Over the last few years, the UK has been hit with both Brexit related economic woes, and then saw the impact of Covid-19 piggy backing on that crisis. This has then accelerated the effects on everyday household and its spending.
Even with the downturn in the number of shoppers choosing grapes, the rise in prices has kept overall sales levels up, and those consumers that do choose grapes are buying more per purchase.
For retailers, Shaw Roberts expects that it will be difficult for the UK’s bigger chains to retain their dominance of purchaings, with a greater share of purchasing going to smaller, neighborhood “top up shops” that can fulfill the consumer demand.
“You have a lot of small grocers offering online top ups, similar to Uber eats”, and Shaw Roberts expects the combination of these channels to eat into the market hold of bigger retailers.
While the Kantar World Panel does not track specific grape varieties, their performance or projections at an individual level, when looking at general categories like white, red or seedless, it is mixed packs of seedless grapes that are performing better with the UK consumer.
When breaking down the UK consumer, a past study indicated that there is a minority sector of the market that is responsible for a far greater share of purchases, and the industry would do well to try to get more consumers into that subset.
According to Kantar’s research, 20% of grape shoppers account for 58% of grape spend.

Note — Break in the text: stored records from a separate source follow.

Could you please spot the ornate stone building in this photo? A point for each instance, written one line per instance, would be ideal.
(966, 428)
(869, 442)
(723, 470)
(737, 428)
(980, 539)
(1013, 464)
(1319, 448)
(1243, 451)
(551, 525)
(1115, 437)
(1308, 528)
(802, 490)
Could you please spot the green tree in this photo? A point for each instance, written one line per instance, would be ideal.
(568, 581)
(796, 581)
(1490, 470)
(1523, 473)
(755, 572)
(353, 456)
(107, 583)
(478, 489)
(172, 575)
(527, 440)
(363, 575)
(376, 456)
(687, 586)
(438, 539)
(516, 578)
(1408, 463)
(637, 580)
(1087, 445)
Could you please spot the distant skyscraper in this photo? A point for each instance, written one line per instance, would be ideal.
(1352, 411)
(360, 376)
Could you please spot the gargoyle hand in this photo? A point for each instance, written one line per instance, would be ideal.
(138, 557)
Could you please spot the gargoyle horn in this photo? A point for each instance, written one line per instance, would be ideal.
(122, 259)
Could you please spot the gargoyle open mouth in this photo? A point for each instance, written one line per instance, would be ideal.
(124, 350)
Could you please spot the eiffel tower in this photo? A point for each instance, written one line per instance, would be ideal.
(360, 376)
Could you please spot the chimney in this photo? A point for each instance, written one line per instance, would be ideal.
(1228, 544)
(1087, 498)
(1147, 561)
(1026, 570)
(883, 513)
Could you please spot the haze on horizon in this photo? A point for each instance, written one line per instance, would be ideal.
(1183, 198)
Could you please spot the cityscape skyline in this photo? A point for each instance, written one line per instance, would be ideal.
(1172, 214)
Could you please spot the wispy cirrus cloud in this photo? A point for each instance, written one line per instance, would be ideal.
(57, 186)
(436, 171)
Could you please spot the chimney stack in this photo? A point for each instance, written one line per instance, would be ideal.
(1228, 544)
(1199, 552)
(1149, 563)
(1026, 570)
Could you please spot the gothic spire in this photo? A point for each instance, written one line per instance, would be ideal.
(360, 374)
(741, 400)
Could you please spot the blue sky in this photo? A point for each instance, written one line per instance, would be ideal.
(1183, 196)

This is a normal pattern in most grocery categories. These ‘heavy’ households spend £75 per year on grapes, compared to ‘medium’ households who spend £25 and ‘light’ households who spend £6 per year. It’s clearly important to win with these consumers, who are more likely to be retired, 2 member households vs the medium and light groups.
Retailers would also do well to get specific demographics, in particular men, to buy more grapes in order to harness continued growth. Men account for 31.8% of grape consumption but 35.7% of fruit consumption, so there is certainly room to grow here.
In general, the executive said that the grape market has behaved much like produce in general where private labels have been denominated by retailers, especially for the higher value tier of premium grapes. Shaw Roberts does not expect that growers or exporters have a clear chance to get their own brands positioned on supermarket shelves.
The success for retailers to keep their grape purchases growing comes back to their tiering strategies, Shaw Roberts added, if consumers are not given clear alternatives, the industry could easily see more fruit buyers downgrade to cheaper fruits and forgo grapes. Options must be available.
“If retailers chains give shoppers some choice to trade up and down that spectrum, it's a great way to manage that inflation” Shaw Roberts added.
In terms of logistical and staff issues, Shaw Roberts said that he did not know of one company that was not facing some sort of manpower shortage. For retailers dealing in grapes and other produce, the products are available, but the question is having the staff to move them.